The Palestinian Authority, led by President Mahmoud Abbas, has been largely sidelined in Gaza since Hamas violently expelled Fatah forces over 16 years ago. The PA’s weakness and perceived illegitimacy among Palestinians—Abbas is currently in the 19th year of what was meant to be a four-year term—makes this proposition fraught with complications. Yet for Israel, the alternatives appear even less palatable: continued direct military occupation, international administration, or the persistence of a governance vacuum that could enable Hamas’s return.

Reports of Israel “considering this possibility” suggest a recognition that military solutions alone cannot address Gaza’s future. The PA offers something Hamas cannot: international recognition, existing security coordination with Israel, and access to international aid mechanisms. However, the PA’s unpopularity among Palestinians, particularly in Gaza where it’s viewed as collaborationist and corrupt, raises serious questions about the viability of such an arrangement.

Blair’s Diplomatic Dance

Blair’s involvement signals that significant diplomatic machinery is being activated behind the scenes. His extensive network, spanning Washington, Brussels, and key Arab capitals, positions him uniquely to broker the kind of international consensus necessary for any PA return to Gaza. The former prime minister’s business interests in the region and close relationships with Gulf states, particularly the UAE and Saudi Arabia, could prove instrumental in securing the financial backing such a transition would require.
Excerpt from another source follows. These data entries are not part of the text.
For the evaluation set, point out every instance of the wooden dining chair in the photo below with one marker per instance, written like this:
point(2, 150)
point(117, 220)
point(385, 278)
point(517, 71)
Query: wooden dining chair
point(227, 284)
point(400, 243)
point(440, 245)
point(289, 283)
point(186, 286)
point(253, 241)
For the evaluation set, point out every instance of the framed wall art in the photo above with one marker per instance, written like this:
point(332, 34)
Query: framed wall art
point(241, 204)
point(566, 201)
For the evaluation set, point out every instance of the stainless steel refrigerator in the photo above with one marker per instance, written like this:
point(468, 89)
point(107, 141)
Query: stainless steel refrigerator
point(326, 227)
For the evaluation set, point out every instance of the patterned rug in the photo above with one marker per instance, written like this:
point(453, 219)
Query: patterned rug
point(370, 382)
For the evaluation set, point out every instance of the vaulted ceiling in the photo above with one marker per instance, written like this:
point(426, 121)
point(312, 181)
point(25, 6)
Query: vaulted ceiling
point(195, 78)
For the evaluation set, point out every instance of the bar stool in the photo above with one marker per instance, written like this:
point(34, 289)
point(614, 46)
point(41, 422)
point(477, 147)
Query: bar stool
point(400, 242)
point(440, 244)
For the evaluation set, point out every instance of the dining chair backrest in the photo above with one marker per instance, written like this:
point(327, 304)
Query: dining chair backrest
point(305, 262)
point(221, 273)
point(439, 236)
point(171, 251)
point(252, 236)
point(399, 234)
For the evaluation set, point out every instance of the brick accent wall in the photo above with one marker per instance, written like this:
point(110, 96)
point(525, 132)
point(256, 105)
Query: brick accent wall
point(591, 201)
Yet Blair’s reemergence also resurrects uncomfortable questions about Western intervention in Middle Eastern affairs. His role in the Iraq War and subsequent activities as a highly-paid advisor to various regional governments have made him a polarizing figure. Critics argue that his involvement could delegitimize any peace process in the eyes of the Palestinian public, who may view him as too closely aligned with Israeli and Western interests.
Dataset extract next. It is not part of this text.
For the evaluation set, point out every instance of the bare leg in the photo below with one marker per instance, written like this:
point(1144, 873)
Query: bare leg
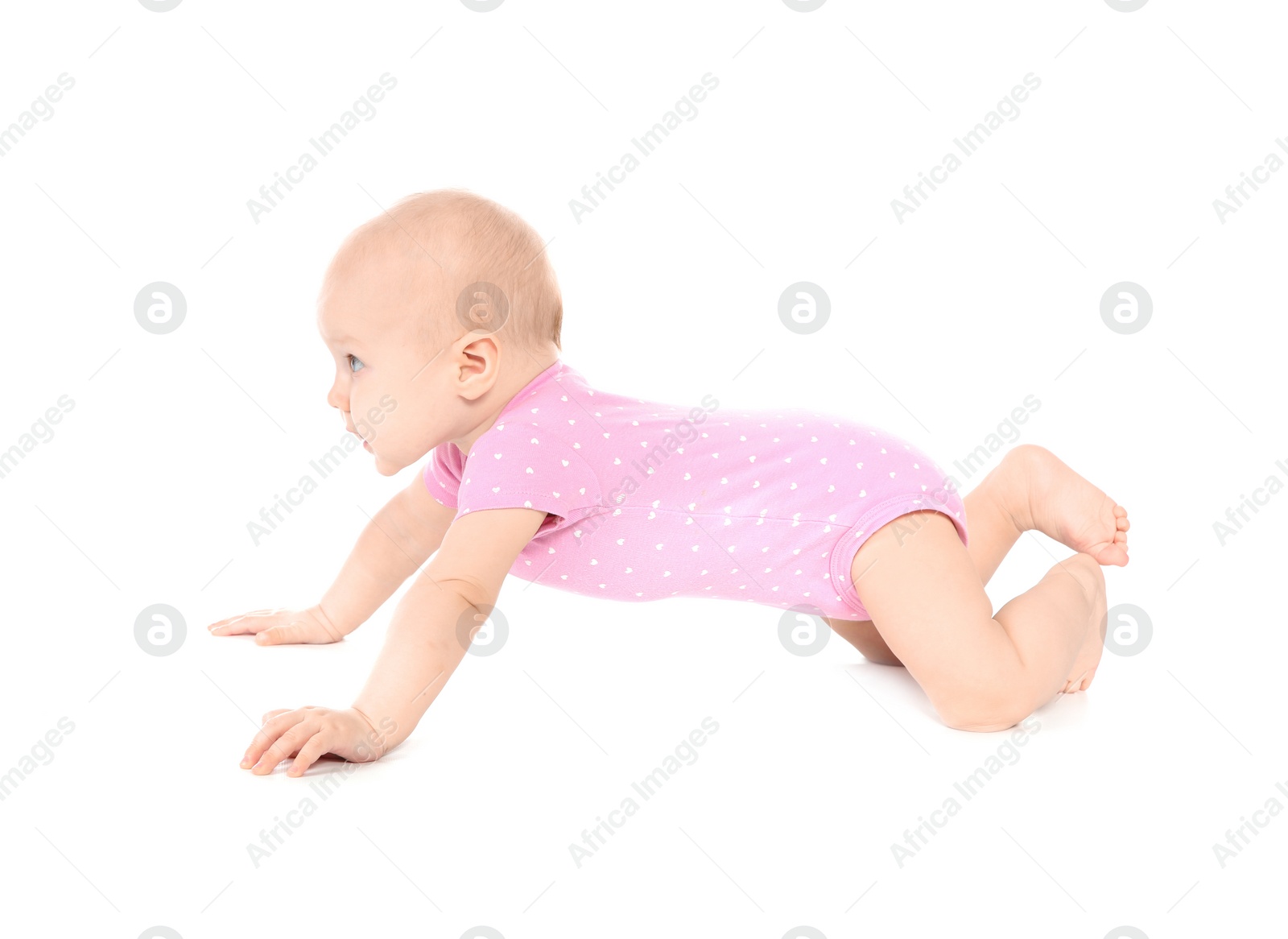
point(982, 672)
The Realities on the Ground

Any discussion of PA governance in Gaza must confront harsh realities. Hamas’s military infrastructure may be degraded, but its ideological grip on segments of Gaza’s population remains. The PA would need to establish security control, deliver basic services, and begin reconstruction—all while navigating the treacherous politics of Palestinian reconciliation. Previous attempts at PA-Hamas unity governments have collapsed spectacularly, often ending in violence.

Moreover, the international community’s appetite for funding yet another Gaza reconstruction—the fourth or fifth in 15 years—without addressing the underlying causes of conflict appears limited. Donor fatigue is real, and without credible guarantees that Gaza won’t simply revert to its previous status as a launching pad for attacks on Israel, securing the billions needed for reconstruction will prove challenging.
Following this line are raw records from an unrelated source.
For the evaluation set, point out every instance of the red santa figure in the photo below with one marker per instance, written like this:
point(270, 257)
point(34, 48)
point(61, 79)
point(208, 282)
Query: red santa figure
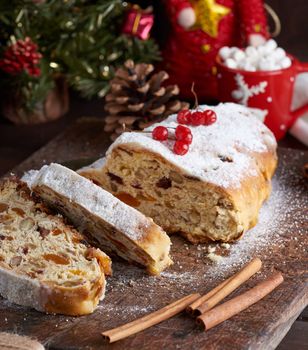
point(199, 28)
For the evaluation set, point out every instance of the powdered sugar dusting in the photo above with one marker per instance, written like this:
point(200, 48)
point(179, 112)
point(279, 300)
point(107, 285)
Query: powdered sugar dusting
point(99, 202)
point(236, 134)
point(194, 272)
The involvement of regional powers adds another layer of complexity. Egypt, which controls Gaza’s southern border and has its own fraught relationship with Hamas, would play a crucial role in any transition. Jordan, Saudi Arabia, and the UAE—all of which have normalized or are normalizing relations with Israel—might see PA governance in Gaza as a stepping stone toward broader regional integration, but their populations remain deeply sympathetic to Palestinian resistance.

A Conclusion Without Resolution

As Blair shuttles between capitals and Netanyahu weighs his options, Gaza’s two million residents continue to endure unimaginable hardship. The question isn’t merely whether the PA can or should govern Gaza, but whether any externally imposed solution can succeed without addressing Palestinian aspirations for genuine self-determination. Can a framework designed to manage the conflict rather than resolve it offer anything more than a temporary reprieve before the next inevitable explosion?